How to manage canary deployments on Lambda via the Serverless Framework

When we update Lambda functions in serverless applications, we take a lot of precautions.

We build tests to be confident that we are not introducing bugs or breaking anything. We publish the update in different stages to check how it behaves in the cloud.

And still, a tingling runs down our spines every time we release to production. We are never 100% sure that we won't bump into an integration error, or that we didn't overlook any edge cases.

If that sounds like you, then fear no more! The Canary Deployments Plugin is your safety net.

I built this plugin for the Serverless Framework to let you manage canary deployments with ease. Below, I'll dive into how the plugin works and show you an example of the Canary Deployments Plugin in action.

Ready? Awesome.

Background: Lambda Weighted Aliases + CodeDeploy = Peace of mind

The AWS team recently introduced traffic shifting for Lambda function aliases, which basically means that we can now split the traffic of our functions between two different versions. We just have to specify the percentage of incoming traffic we want to direct to the new release, and Lambda will automatically load balance requests between versions when we invoke the alias.

So, instead of completely replacing our function for another version, we could take a more conservative approach making the new code coexist with the old stable one and checking how it performs.

All this sounds great, but let's be honest, changing aliases weights and checking how new functions behave by ourselves is not going to make our lives easier. Fortunately, AWS has the service we need: CodeDeploy.
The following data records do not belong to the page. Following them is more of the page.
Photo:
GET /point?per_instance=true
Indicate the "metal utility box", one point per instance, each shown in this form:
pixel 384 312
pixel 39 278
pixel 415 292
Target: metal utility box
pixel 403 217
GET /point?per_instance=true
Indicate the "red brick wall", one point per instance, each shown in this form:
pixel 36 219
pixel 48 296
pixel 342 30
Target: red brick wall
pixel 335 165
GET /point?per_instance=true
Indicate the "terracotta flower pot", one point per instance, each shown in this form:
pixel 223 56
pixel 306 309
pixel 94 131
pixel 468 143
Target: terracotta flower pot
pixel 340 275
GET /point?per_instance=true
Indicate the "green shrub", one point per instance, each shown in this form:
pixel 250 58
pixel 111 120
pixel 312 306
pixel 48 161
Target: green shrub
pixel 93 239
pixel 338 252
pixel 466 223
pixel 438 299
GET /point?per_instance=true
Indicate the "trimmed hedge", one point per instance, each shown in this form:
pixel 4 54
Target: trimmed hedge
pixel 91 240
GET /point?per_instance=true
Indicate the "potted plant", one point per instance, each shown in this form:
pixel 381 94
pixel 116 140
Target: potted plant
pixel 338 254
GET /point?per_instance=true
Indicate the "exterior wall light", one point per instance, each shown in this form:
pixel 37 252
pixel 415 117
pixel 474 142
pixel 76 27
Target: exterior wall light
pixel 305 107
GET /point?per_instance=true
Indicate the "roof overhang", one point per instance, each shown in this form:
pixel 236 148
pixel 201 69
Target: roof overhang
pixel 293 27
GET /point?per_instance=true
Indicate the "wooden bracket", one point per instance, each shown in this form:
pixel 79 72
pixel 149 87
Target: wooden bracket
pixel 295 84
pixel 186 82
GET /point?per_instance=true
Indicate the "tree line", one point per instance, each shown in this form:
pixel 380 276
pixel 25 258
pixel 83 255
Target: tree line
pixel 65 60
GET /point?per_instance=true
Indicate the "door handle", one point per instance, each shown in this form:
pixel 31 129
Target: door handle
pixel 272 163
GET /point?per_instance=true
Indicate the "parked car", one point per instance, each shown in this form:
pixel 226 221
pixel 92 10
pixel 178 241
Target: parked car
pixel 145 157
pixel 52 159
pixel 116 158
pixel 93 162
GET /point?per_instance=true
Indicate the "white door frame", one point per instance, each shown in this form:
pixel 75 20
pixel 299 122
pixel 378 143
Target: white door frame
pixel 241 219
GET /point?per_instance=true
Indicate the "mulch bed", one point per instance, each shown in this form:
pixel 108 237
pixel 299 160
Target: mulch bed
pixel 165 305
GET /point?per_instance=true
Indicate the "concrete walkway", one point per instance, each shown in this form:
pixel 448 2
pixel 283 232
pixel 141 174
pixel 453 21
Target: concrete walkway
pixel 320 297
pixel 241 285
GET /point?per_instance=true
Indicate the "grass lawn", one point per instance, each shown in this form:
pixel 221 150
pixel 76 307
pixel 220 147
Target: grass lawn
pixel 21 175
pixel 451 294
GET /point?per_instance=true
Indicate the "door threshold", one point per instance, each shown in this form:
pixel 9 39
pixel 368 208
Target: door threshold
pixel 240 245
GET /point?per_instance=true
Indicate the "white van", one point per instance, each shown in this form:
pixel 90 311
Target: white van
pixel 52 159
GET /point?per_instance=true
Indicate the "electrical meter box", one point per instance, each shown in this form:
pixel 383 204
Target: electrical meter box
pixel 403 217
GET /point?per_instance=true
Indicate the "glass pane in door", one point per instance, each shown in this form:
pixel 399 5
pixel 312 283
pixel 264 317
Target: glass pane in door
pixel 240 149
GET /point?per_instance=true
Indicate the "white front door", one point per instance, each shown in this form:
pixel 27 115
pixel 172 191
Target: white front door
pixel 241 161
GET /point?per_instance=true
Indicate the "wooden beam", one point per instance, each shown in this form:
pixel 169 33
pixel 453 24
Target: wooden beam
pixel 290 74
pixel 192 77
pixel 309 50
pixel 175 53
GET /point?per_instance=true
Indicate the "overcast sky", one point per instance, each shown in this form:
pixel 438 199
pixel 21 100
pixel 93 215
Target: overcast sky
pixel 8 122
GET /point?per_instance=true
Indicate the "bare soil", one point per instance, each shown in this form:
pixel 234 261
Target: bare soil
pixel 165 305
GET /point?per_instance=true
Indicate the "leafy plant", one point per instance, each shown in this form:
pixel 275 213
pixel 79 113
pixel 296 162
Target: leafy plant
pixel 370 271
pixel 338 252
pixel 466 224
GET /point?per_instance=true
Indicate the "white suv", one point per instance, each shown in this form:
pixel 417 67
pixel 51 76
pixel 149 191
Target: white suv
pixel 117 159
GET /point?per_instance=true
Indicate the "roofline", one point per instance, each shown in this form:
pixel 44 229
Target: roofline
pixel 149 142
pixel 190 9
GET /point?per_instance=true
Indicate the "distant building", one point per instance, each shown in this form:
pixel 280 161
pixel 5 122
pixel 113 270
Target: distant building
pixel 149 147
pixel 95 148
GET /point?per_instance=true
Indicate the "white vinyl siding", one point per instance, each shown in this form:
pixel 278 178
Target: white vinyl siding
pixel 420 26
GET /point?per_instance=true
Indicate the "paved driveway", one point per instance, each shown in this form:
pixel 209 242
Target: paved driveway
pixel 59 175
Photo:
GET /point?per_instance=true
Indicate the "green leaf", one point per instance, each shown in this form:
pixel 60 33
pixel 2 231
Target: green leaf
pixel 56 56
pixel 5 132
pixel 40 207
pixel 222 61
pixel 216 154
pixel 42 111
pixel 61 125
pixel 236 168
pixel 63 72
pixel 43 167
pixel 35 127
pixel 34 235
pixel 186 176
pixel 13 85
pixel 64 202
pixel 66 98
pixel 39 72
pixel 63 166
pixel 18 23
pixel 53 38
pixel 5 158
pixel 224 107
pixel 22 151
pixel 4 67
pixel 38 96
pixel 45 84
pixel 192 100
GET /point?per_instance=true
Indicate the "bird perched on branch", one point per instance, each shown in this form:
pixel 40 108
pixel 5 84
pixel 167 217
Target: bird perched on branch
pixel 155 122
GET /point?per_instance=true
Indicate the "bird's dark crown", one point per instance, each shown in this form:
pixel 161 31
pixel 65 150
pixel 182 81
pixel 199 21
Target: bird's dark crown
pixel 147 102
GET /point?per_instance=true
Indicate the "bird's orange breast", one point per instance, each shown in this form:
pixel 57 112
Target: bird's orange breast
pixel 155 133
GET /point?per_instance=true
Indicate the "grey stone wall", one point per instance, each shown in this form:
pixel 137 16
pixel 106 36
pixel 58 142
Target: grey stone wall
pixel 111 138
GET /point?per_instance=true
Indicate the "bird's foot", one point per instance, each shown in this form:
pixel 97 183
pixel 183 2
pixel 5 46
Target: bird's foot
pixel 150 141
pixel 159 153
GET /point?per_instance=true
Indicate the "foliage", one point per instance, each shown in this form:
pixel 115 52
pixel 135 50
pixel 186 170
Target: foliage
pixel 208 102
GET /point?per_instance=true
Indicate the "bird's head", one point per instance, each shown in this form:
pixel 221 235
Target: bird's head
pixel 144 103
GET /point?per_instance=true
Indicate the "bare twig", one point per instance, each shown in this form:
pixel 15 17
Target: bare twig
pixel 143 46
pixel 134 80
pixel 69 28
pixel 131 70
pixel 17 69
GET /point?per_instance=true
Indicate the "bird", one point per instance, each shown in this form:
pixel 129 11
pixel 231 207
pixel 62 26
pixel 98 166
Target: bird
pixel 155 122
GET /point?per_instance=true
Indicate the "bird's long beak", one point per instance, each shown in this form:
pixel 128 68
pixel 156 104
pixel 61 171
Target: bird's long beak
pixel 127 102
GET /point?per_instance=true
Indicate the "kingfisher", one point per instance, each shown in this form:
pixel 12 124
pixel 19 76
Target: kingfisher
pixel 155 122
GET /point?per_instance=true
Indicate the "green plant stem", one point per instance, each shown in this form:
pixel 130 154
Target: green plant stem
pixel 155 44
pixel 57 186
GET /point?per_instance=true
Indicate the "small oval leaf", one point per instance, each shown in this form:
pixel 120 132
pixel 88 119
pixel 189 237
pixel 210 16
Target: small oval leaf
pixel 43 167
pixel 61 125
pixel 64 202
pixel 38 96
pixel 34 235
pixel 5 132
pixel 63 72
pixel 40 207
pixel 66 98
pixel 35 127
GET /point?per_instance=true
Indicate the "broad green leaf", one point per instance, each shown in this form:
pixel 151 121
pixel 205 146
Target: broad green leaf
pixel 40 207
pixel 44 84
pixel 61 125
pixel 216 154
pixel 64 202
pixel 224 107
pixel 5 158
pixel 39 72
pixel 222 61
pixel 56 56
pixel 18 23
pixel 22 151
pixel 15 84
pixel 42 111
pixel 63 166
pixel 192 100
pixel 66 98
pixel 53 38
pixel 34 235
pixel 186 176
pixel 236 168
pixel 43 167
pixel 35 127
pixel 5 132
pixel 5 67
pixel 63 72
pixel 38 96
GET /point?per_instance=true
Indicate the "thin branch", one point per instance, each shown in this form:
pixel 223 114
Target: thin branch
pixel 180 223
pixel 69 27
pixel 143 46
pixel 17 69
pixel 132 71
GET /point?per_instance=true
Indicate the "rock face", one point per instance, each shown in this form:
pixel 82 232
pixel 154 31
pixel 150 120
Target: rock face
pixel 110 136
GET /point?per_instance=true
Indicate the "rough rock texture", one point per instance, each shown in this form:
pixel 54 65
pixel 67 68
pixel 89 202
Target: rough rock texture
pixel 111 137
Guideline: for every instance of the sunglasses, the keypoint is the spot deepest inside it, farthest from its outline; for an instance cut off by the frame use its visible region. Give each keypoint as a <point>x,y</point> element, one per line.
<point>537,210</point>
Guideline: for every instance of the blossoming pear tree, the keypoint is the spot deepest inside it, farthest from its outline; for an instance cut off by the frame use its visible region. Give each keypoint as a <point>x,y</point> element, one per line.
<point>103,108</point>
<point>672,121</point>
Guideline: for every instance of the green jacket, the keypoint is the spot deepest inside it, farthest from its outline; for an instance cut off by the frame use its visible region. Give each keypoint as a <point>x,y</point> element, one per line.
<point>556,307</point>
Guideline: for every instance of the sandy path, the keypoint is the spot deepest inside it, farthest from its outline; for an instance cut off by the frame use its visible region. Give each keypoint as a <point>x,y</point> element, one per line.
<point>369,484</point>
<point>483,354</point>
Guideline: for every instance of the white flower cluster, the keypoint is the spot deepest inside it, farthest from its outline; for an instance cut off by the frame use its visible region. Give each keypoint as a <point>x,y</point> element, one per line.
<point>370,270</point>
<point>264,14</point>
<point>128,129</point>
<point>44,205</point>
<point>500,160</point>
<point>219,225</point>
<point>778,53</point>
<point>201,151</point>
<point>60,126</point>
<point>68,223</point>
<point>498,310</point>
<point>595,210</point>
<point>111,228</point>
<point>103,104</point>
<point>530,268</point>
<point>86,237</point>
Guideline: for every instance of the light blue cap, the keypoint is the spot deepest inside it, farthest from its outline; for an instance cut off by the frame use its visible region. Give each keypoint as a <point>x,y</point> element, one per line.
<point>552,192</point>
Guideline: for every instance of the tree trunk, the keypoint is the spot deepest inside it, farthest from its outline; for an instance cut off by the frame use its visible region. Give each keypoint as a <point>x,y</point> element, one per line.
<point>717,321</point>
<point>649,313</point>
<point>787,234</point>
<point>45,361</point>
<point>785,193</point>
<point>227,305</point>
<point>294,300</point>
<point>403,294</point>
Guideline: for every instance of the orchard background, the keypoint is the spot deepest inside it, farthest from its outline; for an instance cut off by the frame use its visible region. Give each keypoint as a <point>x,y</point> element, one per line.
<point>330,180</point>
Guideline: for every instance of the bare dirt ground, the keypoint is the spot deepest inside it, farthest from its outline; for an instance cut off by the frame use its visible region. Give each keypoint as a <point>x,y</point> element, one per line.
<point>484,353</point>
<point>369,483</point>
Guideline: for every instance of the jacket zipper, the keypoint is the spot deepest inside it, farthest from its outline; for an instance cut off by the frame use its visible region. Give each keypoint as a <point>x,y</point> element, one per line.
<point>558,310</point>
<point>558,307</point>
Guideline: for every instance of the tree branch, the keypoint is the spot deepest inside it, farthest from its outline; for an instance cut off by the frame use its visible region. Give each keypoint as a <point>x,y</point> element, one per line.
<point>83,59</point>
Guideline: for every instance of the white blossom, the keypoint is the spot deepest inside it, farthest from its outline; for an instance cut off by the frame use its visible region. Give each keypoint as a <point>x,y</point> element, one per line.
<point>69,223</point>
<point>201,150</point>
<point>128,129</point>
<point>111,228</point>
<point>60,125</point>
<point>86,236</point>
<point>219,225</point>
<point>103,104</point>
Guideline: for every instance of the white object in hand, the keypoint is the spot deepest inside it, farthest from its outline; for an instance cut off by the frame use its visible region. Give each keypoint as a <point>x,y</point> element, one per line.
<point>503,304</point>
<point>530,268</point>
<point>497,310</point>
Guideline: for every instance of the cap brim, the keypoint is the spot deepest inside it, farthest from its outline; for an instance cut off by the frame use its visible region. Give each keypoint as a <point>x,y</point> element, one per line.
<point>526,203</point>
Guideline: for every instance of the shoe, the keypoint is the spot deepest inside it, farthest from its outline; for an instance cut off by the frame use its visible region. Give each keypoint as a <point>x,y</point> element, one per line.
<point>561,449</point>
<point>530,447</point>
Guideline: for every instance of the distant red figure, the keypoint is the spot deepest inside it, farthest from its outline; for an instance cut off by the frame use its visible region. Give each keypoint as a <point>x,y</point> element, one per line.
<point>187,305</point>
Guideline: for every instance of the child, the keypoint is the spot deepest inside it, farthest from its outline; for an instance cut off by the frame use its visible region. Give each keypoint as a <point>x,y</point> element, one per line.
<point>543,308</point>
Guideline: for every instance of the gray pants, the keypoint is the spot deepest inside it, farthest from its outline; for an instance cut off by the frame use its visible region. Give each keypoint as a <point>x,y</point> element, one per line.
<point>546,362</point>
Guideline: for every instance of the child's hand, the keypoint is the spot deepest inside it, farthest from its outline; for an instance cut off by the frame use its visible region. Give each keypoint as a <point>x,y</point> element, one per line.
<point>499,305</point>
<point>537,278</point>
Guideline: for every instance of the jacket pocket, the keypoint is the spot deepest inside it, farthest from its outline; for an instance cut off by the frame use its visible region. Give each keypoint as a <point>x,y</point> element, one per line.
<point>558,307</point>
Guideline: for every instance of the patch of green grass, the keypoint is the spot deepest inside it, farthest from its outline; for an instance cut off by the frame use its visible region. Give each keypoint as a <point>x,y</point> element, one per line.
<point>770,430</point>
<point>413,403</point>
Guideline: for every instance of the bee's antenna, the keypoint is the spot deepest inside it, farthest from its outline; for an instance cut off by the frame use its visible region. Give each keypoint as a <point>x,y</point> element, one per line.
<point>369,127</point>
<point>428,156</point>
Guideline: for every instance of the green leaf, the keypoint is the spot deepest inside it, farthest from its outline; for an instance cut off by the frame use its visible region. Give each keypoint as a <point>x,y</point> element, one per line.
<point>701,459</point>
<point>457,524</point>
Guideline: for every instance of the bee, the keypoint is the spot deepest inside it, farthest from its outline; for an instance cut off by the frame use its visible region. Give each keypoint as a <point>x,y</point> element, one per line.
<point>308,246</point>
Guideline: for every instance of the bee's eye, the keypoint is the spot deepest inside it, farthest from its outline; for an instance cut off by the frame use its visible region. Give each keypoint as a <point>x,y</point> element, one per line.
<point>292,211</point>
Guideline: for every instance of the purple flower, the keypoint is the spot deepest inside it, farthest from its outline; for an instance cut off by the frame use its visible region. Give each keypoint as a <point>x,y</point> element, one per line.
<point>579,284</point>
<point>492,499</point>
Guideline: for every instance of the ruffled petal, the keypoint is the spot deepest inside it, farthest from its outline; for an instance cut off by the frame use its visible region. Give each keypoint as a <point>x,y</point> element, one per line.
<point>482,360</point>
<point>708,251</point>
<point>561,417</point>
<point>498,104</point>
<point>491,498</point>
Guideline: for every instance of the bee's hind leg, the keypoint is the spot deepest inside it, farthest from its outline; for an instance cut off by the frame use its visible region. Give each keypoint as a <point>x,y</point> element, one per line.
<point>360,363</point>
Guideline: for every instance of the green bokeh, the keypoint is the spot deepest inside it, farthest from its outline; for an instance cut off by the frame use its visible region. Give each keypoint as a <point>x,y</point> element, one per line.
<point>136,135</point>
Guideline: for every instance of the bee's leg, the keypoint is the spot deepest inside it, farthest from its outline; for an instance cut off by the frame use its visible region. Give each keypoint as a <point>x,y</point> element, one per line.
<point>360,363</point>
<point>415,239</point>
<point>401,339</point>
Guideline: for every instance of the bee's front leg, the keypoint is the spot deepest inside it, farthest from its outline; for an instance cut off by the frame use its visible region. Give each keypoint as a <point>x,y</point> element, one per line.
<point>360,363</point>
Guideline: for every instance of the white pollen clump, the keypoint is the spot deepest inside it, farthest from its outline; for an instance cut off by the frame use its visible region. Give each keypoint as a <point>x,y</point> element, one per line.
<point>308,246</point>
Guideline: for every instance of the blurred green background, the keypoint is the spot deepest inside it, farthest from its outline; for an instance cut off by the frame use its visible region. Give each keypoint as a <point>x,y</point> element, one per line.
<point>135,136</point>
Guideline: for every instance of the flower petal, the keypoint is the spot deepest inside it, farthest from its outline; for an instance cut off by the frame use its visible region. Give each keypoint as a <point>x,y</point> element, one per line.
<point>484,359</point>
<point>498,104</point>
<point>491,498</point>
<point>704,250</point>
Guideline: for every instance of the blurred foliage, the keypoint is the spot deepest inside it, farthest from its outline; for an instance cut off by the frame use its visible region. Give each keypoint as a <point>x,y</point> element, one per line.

CodeDeploy is capable of automatically updating our functions' aliases weights according to our preferences. Even better, it will also roll back automatically if it notices that something goes wrong.

Basically, our Lambda function deployments will be on autopilot.

Canary deployments: before and after

Now let's say we wanted to implement all this Weighted Alias + CodeDeploy stuff into our serverless application. To do this, we'd need to create some AWS resources.

We'd need to first create a CodeDeploy application, a DeploymentGroup and an Alias for each function, plus some new permissions here and there, then replace all the event sources to trigger the aliases instead of $Latest...—yeah. Not actually that straightforward.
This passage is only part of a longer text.